The Flat Tax Spreads to Montenegro

April 13, 2007

By Alvin Rabushka

In December 2006, Montenegro’s parliament approved a 15% flat tax on personal income. Effective July 1, 2007, it replaces the previous system of three rates of 16% on monthly taxable income between €65-218, 20% on monthly taxable income between €218-381 euro, and 24% on monthly taxable income exceeding €381 euro. (€1 = $1.35) The new law sets the flat rate at 15% in 2007 and 2008, reduces it to 12% in 2009 and 9% in 2010.

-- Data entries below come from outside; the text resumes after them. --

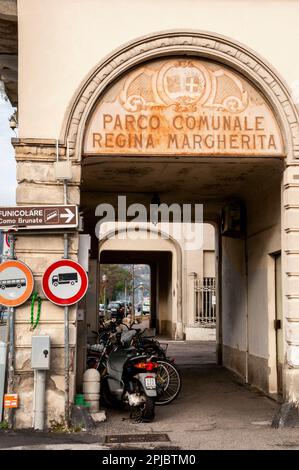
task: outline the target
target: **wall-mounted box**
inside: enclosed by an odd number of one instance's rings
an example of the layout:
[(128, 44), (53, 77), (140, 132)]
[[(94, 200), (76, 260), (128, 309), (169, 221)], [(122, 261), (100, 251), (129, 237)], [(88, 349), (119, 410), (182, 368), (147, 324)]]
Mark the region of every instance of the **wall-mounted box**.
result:
[(71, 162), (69, 160), (54, 162), (54, 173), (57, 180), (71, 180), (73, 177)]
[(32, 369), (50, 369), (50, 336), (32, 336)]

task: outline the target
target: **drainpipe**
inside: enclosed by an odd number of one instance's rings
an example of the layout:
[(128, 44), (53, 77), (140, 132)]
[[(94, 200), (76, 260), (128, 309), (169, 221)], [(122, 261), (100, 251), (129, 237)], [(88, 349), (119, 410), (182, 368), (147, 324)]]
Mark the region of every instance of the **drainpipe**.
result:
[(46, 371), (34, 371), (34, 429), (43, 431), (45, 427)]
[[(67, 204), (67, 181), (63, 181), (63, 199), (64, 204)], [(64, 250), (63, 258), (67, 259), (69, 256), (68, 250), (68, 235), (63, 234)], [(69, 407), (69, 395), (70, 395), (70, 355), (69, 355), (69, 308), (64, 307), (64, 415), (66, 424), (69, 425), (70, 420), (70, 407)]]
[[(68, 258), (68, 238), (64, 234), (64, 255)], [(64, 414), (65, 421), (69, 424), (69, 389), (70, 389), (70, 357), (69, 357), (69, 308), (64, 307)]]

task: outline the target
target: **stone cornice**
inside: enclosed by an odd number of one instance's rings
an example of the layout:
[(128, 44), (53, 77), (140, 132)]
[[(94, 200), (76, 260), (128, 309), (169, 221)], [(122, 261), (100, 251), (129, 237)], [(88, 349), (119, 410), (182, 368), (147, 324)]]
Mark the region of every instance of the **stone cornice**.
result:
[[(55, 139), (12, 138), (11, 143), (15, 149), (15, 158), (17, 162), (28, 160), (55, 162), (57, 159)], [(72, 145), (69, 147), (70, 158), (73, 159), (74, 148)], [(59, 141), (58, 149), (59, 159), (65, 160), (66, 145)]]

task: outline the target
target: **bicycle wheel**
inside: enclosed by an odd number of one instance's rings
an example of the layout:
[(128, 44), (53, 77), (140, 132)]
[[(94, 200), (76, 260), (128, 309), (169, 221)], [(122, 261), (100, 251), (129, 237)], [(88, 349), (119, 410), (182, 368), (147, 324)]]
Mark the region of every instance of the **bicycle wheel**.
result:
[(178, 369), (167, 360), (158, 359), (156, 405), (168, 405), (181, 390), (181, 376)]

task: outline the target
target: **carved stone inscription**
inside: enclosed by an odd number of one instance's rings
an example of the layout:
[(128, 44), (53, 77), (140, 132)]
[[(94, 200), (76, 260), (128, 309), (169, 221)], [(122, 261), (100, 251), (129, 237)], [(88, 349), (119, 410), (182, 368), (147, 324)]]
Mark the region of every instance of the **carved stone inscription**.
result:
[(283, 156), (263, 96), (223, 65), (164, 59), (106, 92), (89, 119), (85, 155)]

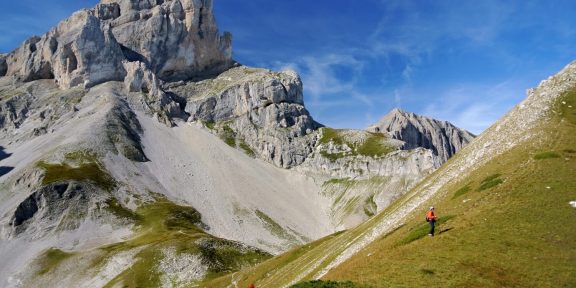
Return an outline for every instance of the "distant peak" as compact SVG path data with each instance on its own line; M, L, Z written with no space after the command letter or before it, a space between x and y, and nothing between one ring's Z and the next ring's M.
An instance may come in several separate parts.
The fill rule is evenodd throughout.
M412 112L394 108L378 123L367 128L405 142L404 149L423 147L431 149L441 162L448 160L456 151L474 139L470 132L447 121L439 121Z

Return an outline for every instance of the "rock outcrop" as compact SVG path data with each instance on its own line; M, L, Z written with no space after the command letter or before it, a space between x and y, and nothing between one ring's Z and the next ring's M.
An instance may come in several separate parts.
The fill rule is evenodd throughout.
M217 78L166 89L184 99L189 121L226 130L229 144L279 167L299 165L313 151L313 132L321 125L304 107L302 81L293 71L238 66Z
M387 133L394 139L404 141L402 149L423 147L431 149L441 163L468 144L474 135L450 122L394 109L368 131Z
M0 76L92 87L124 80L123 62L163 81L204 77L231 66L231 35L219 35L210 0L103 0L1 55Z

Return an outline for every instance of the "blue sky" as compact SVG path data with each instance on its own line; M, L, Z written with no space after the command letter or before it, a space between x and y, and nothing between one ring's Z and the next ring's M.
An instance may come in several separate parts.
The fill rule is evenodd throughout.
M576 60L576 1L214 0L234 58L290 68L319 122L364 128L394 107L480 133ZM0 3L0 51L94 0Z

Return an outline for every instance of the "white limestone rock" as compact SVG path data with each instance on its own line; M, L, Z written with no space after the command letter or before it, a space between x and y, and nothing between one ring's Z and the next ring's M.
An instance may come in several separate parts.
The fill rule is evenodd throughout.
M122 62L140 61L162 80L188 80L228 69L231 54L211 1L103 0L0 55L0 76L92 87L122 81Z
M117 0L104 4L120 7L120 15L109 23L127 60L147 63L162 80L217 74L232 64L232 36L220 36L212 1ZM106 18L116 16L108 14L112 15Z
M431 149L441 163L446 162L456 152L476 137L450 122L405 112L398 108L384 116L378 123L367 129L372 132L387 133L394 139L405 142L403 149L423 147Z
M8 54L7 73L22 81L55 79L61 89L121 80L122 50L109 27L81 10L42 37L31 37Z
M189 121L224 123L258 158L289 168L313 151L321 125L304 107L302 81L293 71L238 66L216 78L168 85L186 99Z

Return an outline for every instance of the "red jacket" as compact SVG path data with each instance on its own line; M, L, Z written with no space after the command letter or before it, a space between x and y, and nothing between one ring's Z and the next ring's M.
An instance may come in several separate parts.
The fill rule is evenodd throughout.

Montenegro has set the corporate profits tax rate at 9%, reduced from the previous two-rate system of 15% on taxable profit up to €100,000 and 20% on the gain exceeding €100,000.

In 2010, Montenegro will have a unified flat tax of 9% on personal and corporate income. This will be one percentage point less than the 10% unified rate in Macedonia, two points below Georgia, and three points less than Russia and Ukraine.

The flat tax movement in Montenegro was initiated in March 2004 by the Montenegro Business Alliance, a private Chamber of Commerce ( Further information on Montenegro’s flat tax and its investment climate can be obtained from Dr. Petar Ivanovic, Director of the Montenegrin Investment Promotion Agency (

The flat tax has also been put on the agenda in three more countries. On March 13, 2007, Prime Minister Sali Berisha of Albania secured approval of the Strategic Planning Committee that he chairs for a unified 10% flat tax on personal and corporate income. The proposal has been sent to Albania’s parliament for its consideration. If enacted in a timely manner, the 10% tax on personal income would take effect on July 1, 2007. The proposed 10% flat tax on would slash Albania’s corporate 20% tax in half effective January 1, 2008. The reform will streamline the fiscal system, eliminating the arbitrage between the corporate tax, dividends, and the personal income tax.

In the Czech Republic, the government announced a raft of major tax reforms on April 2, 2007. If approved by the Czech parliament, the proposals set forth by Finance Minister Miroslav Kalousek would, effective January 1, 2008, levy a 15% flat tax on personal income, replacing the current system with four rates of 12, 19, 25, and 32%. The reforms also include a reduction in the corporate tax rate from 24% to 19%, putting the latter in line with those in neighboring Slovakia and Poland. The proposals face a struggle in parliament with only half the seats held in the Chamber of Deputies by ruling coalition parties.

In late March 2007, Prime Minister and Nobel prize winner Jose Ramos-Horta of East Timor set forth a tax reform plan designed to encourage the local business sector, attract foreign investment, largely from Australia, and create jobs. Ramos-Horta plans to transform East Timor into a free-trade nation, with no tariffs, sales tax, or excise taxes save on dangerous substances. He proposes to set personal and corporate income tax rates at the same flat rate between 5 and 10%. His proposal is being drafted into law based on consultations with the World Bank, the United Nations Development Program, academics, and the International Monetary Fund. Although the IMF had pushed for a flat rate between 15 and 20% to prevent East Timor from becoming a tax haven, the availability of oil revenue permits a lower rate, which minimizes the need to spend resources on tax collection.